“Intoxicating” is a word that comes to mind in springtime to describe scents wafting on the air – lilac, lily-of-the-valley, honeysuckle. “Intoxicated” comes to mind this spring, as many flowering plants crowd the party far too early, having tossed back record warmth in March and been on a tear ever since.
Frankly, I’m a little disillusioned. Plants are supposed to be wired with a certain sobriety; resisting the lure of this year’s March heat, surely they’d only go so far. But what I’ve seen this spring in a number of trees, shrubs and flowers I thought I knew – from seed in some cases – is a complete lack of moderation. And what a new study relays is that these plants may not be the reliable, slow-to-change backdrop we once thought, but a far more temptable lot.
Quite contrary, that’s how my garden grows
Out my back door, the landscape is a gorgeous muddle. A few things, like forsythia and redbud, bloomed at their usual time. Others, like magnolias, fruit trees, lilacs and rhododendrons are weeks ahead of schedule. On May Day my pear tree was sporting fruit! It reminded me of my “tween” daughter asking to wear dangly earrings – I’ll admit, they look pretty good, but it’s just too soon.
If you pay attention to these things in your landscape, if you expect them to do what they’ve always done, then this spring is seriously disorienting. It’s like watching a school play gone awry, when the otherwise darling actors keep coming onstage in the wrong order, overlapping their lines, making it impossible to follow along. Individually, they’re precious, but could someone make them stop?
We know this year’s record-smashing March heat prompted lots of plants to kick into their spring growth mode very early. And with last month’s temperature data in, it’s clear that April egged them on. According to the National Climate Data Center, this April was the third warmest on record for the U.S., with above average temperatures across large swaths. And while this year has been dramatic so far, it’s not an isolated blip, but part of a larger trend (see map).
Here in Massachusetts, the Arnold Arboretum hosts “Lilac Sunday” each May. This year they added a disclaimer to the event, recognizing the main attraction would have passed its peak by then. Lilacs are a poster child for spring; their bloom time is widely seen as a key spring indicator and has long been tracked. Studies have documented how, in recent decades, the flowering time of lilacs has shifted earlier in the season – a total of roughly 4 days earlier here in the Northeast. But three weeks earlier than normal? This is what’s so eye opening for me about this spring: seeing how dramatically plants can respond when weather conditions give them unusual cues.
“Spring Creep”: Still Creepy, Not Creeping
For this particular gardener, trying to go about my normal spring yard work surrounded by all this misbehaving vegetation, that new study on plant phenology (when in the year they do what they do) provided some useful explanation. Based on extensive real-world observations, the response of plants to warmer temperatures appears to be a lot stronger than indicated by the many previous controlled experiments (the results of which have been used extensively to drive ecosystem models and inform planning). In the real world, plants are apparently blooming and leafing out 5 to 6 days earlier per degree Celsius increase in local annual temperature, versus roughly a day or two earlier in the laboratory.

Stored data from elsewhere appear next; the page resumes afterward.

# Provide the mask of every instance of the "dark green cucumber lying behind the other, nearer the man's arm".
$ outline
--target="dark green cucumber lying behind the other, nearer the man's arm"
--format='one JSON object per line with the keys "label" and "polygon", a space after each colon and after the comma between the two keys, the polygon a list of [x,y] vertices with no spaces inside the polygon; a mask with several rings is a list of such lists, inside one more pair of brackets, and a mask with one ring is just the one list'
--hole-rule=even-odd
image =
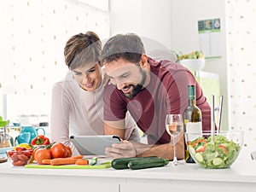
{"label": "dark green cucumber lying behind the other, nearer the man's arm", "polygon": [[128,163],[131,160],[157,160],[160,159],[158,156],[149,156],[149,157],[127,157],[127,158],[117,158],[111,161],[111,166],[114,169],[129,169]]}

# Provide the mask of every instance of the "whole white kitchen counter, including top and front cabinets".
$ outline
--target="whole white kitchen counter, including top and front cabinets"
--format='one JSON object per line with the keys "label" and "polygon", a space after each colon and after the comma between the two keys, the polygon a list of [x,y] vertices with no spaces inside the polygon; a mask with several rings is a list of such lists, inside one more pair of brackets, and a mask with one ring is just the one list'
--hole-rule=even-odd
{"label": "whole white kitchen counter, including top and front cabinets", "polygon": [[[143,170],[108,169],[32,169],[12,166],[9,162],[0,164],[0,181],[14,183],[11,186],[23,190],[24,183],[28,189],[44,191],[55,186],[58,191],[73,189],[93,189],[93,191],[231,191],[243,192],[256,189],[256,160],[238,159],[228,169],[202,169],[195,164],[184,164],[173,167],[168,165],[160,168]],[[41,186],[38,188],[38,186]],[[8,189],[8,188],[7,188]],[[49,188],[50,189],[50,188]],[[48,190],[49,191],[49,190]],[[52,191],[52,190],[50,190]]]}

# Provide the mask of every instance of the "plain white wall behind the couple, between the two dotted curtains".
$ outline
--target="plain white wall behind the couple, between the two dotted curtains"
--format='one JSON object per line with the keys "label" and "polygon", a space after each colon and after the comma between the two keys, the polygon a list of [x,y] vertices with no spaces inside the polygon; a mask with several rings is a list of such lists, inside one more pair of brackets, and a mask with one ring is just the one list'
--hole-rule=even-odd
{"label": "plain white wall behind the couple, between the two dotted curtains", "polygon": [[197,20],[220,18],[223,57],[207,61],[204,71],[219,74],[224,95],[222,125],[228,127],[224,0],[110,0],[110,12],[111,35],[136,32],[183,53],[200,48]]}

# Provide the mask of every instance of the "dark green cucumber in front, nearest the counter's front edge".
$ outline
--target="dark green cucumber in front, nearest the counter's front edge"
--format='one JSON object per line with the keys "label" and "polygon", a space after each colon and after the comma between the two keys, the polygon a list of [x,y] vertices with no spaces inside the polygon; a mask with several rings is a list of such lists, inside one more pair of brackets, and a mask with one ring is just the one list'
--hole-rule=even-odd
{"label": "dark green cucumber in front, nearest the counter's front edge", "polygon": [[145,169],[166,166],[169,163],[169,160],[166,159],[155,159],[155,160],[131,160],[128,163],[128,167],[132,170],[136,169]]}

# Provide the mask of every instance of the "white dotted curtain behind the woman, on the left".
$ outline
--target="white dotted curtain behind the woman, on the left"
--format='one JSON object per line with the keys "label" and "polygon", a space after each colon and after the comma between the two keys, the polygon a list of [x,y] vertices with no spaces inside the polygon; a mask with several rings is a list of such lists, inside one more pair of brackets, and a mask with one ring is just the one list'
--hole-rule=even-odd
{"label": "white dotted curtain behind the woman, on the left", "polygon": [[52,85],[67,73],[67,39],[86,31],[109,37],[108,0],[95,2],[1,1],[0,115],[49,114]]}

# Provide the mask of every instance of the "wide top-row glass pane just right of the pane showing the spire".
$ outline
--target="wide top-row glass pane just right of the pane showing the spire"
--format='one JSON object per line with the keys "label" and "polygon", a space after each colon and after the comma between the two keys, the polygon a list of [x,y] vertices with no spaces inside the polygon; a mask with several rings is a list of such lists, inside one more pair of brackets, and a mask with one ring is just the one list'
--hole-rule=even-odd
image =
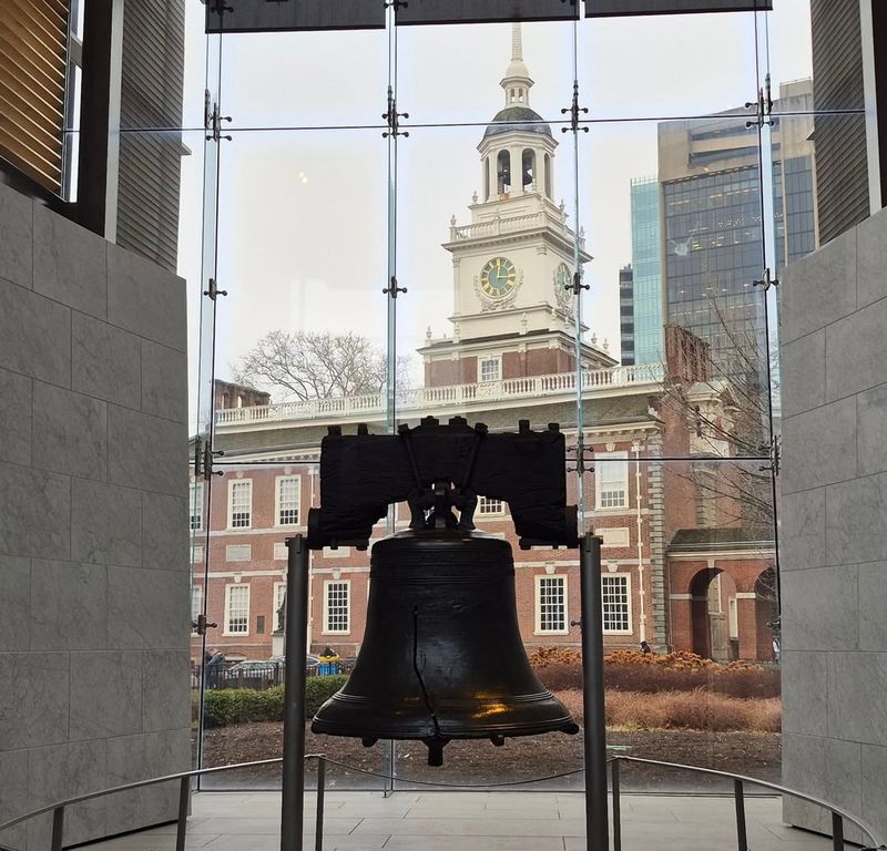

In my garden, this is illuminating; I can hope my leafy party-goers sober up later in the season with no ill effects, and I can stop standing around looking puzzled in my gloves and rubber boots. In the wider world, it’s troubling. So far, we’ve witnessed about 1.5 degrees F (0.75 degrees C) of warming, globally, but many regional temperature increases have been even higher. We’ve already committed ourselves, globally, to about another degree F (0.6 degree C) of warming given past emissions and, at the moment, we’re on track to drive temperatures dangerously higher this century. If the responsiveness of plants – the foundation of ecosystems – to higher local temperatures is greater than we realized, and if many of the tools we’ve been using to plan for ecosystem change may be poorly suited to the task, then we have some catch-up to do.
We could start here: no more spiking the climate punch if we don’t want the natural world getting unruly.